Friday, November 9, 2012

Like Mark Twain, Clean Energy is Alive and Well

Happily, clean energy is like Mark Twain whose "reports of my death have been greatly exaggerated."

Despite what David Brooks thinks.  Clean energy defenders thoroughly countered his recent attempt at clean energy's eulogy.  

That at least several influential people responded to Brooks's funeral dirge in the first place is reason enough for hope.  It's clear that clean energy is a business not a cause. 

Stephen Cowell, CEO of Conservation Services Group, provided several great points not least of which is that we need renewable energy in our future; calling it unnecessary is folly:

"We may be able to extend our fossil fuel addiction by another 30 years, but we can't afford to close our eyes to long-term reality in the face of short-term economic conditions. We must continue supporting renewable energy and efficient technologies, or the planet, us, our children and future generations will suffer." 

Cowell also challenged the so-called demise of clean energy investments:

"Despite a few that have not fared well, many clean energy investments are paying off. At a 90 percent success rate, they're far outpacing the success of private, venture-capital-funded companies and are employing thousands.

In terms of the loan recipients, the federal government has a very respectable track record.
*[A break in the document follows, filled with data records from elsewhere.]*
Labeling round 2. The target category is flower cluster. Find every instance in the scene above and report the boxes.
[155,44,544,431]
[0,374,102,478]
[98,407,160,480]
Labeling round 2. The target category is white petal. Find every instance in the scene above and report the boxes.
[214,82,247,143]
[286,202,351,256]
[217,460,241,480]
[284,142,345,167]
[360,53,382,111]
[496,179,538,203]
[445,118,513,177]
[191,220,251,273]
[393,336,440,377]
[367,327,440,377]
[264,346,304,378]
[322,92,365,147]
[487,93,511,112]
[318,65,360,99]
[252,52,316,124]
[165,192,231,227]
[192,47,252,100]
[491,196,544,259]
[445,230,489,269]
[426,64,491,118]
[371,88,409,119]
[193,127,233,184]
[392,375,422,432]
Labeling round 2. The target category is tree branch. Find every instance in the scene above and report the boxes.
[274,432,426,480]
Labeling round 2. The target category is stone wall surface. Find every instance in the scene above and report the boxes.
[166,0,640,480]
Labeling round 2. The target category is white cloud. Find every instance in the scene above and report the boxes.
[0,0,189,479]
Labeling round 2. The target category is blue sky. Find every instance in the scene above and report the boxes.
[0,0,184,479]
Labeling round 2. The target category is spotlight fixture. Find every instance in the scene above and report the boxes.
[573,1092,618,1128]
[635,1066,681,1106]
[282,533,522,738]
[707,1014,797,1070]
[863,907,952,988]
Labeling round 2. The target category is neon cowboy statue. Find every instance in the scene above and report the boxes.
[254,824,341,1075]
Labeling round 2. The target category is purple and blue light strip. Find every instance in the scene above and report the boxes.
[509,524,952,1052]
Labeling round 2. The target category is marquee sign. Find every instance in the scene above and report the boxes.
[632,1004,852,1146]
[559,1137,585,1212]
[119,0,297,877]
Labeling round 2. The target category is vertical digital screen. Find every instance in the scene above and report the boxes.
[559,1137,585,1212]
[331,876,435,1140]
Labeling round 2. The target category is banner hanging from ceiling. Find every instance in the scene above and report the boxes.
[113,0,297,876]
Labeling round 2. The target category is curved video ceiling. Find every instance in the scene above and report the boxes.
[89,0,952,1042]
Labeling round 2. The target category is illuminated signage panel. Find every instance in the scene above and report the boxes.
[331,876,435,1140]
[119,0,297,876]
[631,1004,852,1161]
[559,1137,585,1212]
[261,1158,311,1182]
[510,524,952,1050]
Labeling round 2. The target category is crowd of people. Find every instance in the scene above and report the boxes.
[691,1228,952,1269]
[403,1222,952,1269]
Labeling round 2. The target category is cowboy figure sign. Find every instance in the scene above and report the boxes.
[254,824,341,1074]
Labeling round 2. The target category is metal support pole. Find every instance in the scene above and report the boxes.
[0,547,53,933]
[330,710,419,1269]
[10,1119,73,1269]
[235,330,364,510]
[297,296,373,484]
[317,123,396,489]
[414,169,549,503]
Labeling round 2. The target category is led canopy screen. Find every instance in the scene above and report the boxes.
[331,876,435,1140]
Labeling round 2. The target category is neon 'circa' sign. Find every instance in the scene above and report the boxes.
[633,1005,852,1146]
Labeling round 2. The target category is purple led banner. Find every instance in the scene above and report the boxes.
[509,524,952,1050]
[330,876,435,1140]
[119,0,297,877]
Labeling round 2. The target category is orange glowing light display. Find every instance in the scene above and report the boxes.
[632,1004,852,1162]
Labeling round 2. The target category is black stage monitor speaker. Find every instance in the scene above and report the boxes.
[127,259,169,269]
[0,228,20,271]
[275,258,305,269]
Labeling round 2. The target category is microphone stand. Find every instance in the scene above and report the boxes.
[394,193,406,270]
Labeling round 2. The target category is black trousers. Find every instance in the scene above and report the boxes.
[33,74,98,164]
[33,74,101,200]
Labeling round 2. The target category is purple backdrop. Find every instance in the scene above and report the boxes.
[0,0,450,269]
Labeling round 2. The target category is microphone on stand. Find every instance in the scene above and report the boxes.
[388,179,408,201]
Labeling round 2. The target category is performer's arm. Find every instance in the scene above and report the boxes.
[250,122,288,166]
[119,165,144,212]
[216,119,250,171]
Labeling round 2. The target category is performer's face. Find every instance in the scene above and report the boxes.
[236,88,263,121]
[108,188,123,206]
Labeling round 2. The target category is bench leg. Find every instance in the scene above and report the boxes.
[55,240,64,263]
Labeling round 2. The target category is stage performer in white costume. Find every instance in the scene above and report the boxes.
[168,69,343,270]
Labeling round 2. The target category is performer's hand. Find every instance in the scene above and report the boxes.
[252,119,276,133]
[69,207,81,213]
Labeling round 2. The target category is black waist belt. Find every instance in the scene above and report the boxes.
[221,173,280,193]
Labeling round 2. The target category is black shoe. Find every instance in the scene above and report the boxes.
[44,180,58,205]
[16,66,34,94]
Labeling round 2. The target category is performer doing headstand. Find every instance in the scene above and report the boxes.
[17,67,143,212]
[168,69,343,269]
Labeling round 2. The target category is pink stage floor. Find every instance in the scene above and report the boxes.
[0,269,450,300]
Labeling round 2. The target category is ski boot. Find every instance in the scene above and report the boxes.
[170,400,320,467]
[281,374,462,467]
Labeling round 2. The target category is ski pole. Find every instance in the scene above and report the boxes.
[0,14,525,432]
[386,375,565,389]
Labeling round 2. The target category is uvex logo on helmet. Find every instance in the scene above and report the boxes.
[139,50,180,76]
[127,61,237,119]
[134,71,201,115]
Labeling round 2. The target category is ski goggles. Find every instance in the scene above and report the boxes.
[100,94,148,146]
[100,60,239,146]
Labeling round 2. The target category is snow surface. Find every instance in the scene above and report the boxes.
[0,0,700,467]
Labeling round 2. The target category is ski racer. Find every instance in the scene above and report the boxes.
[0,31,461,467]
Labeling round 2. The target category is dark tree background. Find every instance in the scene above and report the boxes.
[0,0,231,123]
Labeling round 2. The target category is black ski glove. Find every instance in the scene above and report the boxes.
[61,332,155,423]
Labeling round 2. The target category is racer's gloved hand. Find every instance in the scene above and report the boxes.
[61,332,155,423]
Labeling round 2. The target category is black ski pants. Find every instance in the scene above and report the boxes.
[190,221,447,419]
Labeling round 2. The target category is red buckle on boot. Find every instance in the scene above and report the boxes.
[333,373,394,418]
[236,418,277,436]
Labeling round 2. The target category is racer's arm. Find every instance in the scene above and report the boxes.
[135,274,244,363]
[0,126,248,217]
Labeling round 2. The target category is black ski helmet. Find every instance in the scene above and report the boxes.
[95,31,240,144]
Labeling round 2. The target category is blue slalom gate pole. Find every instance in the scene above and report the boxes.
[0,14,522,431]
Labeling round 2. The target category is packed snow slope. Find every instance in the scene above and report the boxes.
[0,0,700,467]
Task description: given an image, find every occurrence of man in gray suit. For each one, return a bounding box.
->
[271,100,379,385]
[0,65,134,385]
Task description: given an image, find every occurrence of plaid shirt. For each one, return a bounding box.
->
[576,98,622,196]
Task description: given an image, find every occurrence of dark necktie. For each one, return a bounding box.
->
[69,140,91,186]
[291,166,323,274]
Of the 33 companies that received federal support, only three have gone out of business. This is hardly a "wasteful disappointment." We should celebrate these success stories, instead of allowing them to be overshadowed by the Solyndras of the industry."

Read his whole post here.

Meanwhile, Frances Moore Lappe, author of  Diet for a Small Planet, finds clean energy's strong heartbeat:

"Even here in the U.S., with our comparatively timid renewable energy platform, analysis by the Brookings Institution shows that despite the recession, from 2008-2010, US jobs in clean energy -- like smart grids, solar PV and wind -- outpaced our employment growth in other sectors by about two to one, thanks in part to the federal stimulus.

What's more, clean, technology-related jobs already outnumber fossil fuel jobs, even though those dirty jobs have benefited from billions of government support annually over many decades."

Read her whole post here.

As I'm sure Mark Twain toasted his own health (with much humor), I'll raise the cup to clean energy.  Long live clean energy.